Remember that just because a grass will grow doesn’t mean it’s a good choice; in the face of mounting drought issues, many areas are strictly curtailing the lawn watering that is necessary to keep some species alive in drier areas.
There are also a number of fungal diseases that thrive in some parts of country, putting your lawn right in the line of fire if you plant susceptible varieties.
It is worth noting that a species and a variety are not the same thing. Varieties represent variation within a species, just as beagles and dachshunds represent varieties of dogs. Varieties are often developed for disease resistance or other adaptations, so review the variety as well as the species before you buy.
We all know that a climate is basically the overall levels of temperature and moisture in an area. We usually think of them applying to rather large areas, such as states or even groups of states.
But the fact is that we can break down climates into very small units. In the landscape, we talk about microclimates. These are areas within a single piece of property where there are unique conditions that affect the growth of plants.

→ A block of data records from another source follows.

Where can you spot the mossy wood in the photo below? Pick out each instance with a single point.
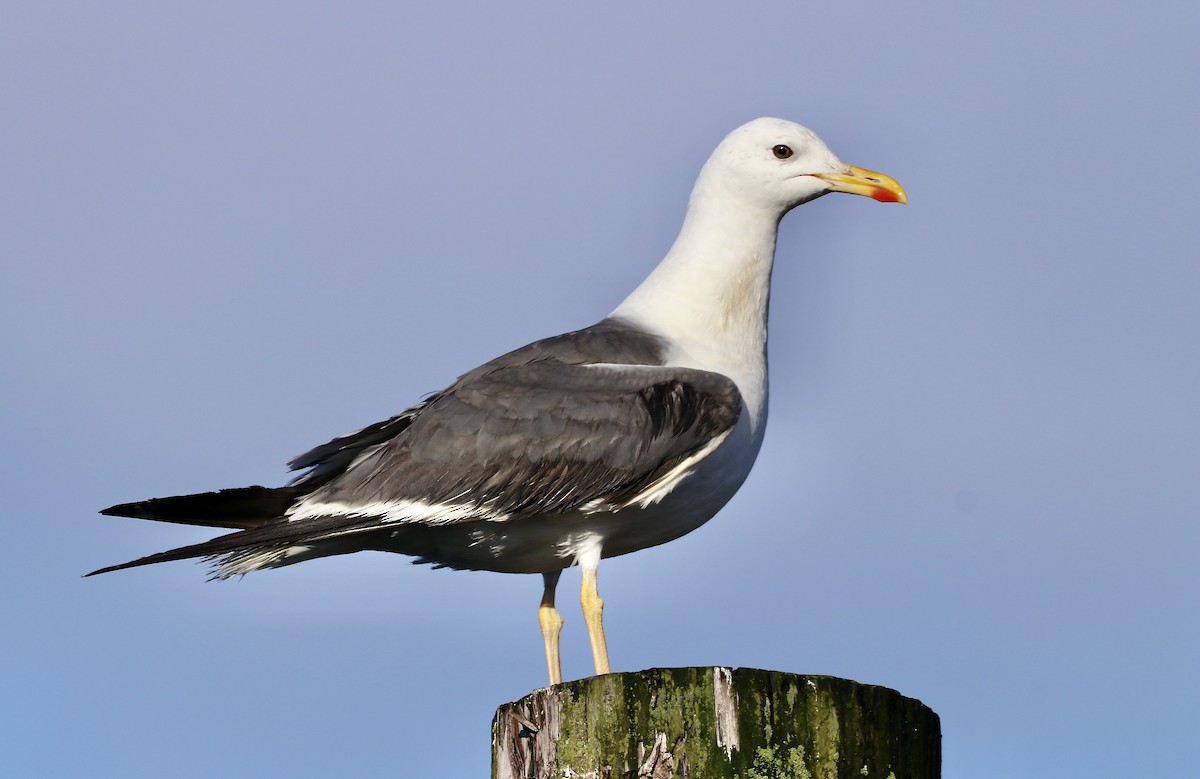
(715, 723)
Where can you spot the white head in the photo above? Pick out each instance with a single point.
(777, 165)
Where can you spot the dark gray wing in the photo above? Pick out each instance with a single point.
(607, 341)
(537, 438)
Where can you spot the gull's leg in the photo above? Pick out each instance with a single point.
(593, 615)
(551, 625)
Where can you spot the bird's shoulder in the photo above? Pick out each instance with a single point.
(577, 418)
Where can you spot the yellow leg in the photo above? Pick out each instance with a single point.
(551, 625)
(593, 615)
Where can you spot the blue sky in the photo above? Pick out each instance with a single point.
(231, 233)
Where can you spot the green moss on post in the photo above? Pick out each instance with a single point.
(715, 724)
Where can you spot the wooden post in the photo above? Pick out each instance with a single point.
(715, 723)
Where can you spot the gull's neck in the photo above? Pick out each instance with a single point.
(709, 294)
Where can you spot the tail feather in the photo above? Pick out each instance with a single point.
(263, 537)
(214, 547)
(243, 508)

Shade is a simple example. A large tree can block much of the sunlight from the lawn below throughout the day, while locations literally inches away from its shadow receive uninterrupted light all day long. And while there won’t be variation in rainfall from the front of your home to the back, the impact of runoff from paved areas and gutters can effectively increase the rainfall in some areas.

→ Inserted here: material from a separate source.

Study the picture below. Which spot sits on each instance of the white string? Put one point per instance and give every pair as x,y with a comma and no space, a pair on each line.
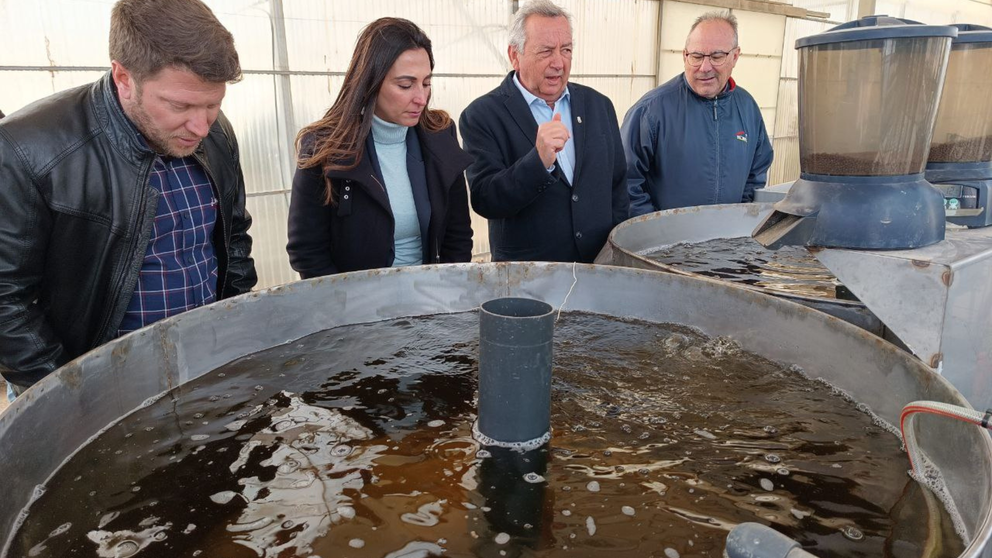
574,281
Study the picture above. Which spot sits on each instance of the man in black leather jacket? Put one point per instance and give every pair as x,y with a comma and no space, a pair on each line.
120,196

Within the framework of microclimates, you need to remember how to compensate for these variations. “Thirsty” plants can tolerate those wetter areas, but if you have plants that prefer drier conditions, place them in the sunny areas.
One of the most fundamental purposes of landscaping is to protect the soil from erosion. In areas that see the heaviest traffic from people, lawn mowers, and even the occasional vehicle, it’s important to choose plants that can tolerate this activity. Obviously, this is mostly an issue regarding grass, but shrubs can be the victims of unwanted friction from pets, playing children, and overzealous grass cutting.
Use these factors as contributing elements of your decisions about what plants to use. Tough evergreens can withstand the brushing passage of kids short-cutting a turn in the sidewalk. And the many thorns on a rose can provide powerful reinforcement to wayward pets who might damage other plantings.
If we had to sum up this conversation in one simple statement, it would be this: Consider your particular circumstances before choosing plants for your landscape. The result will be a landscape that’s practical, durable, and beautiful, and as unique as your home itself.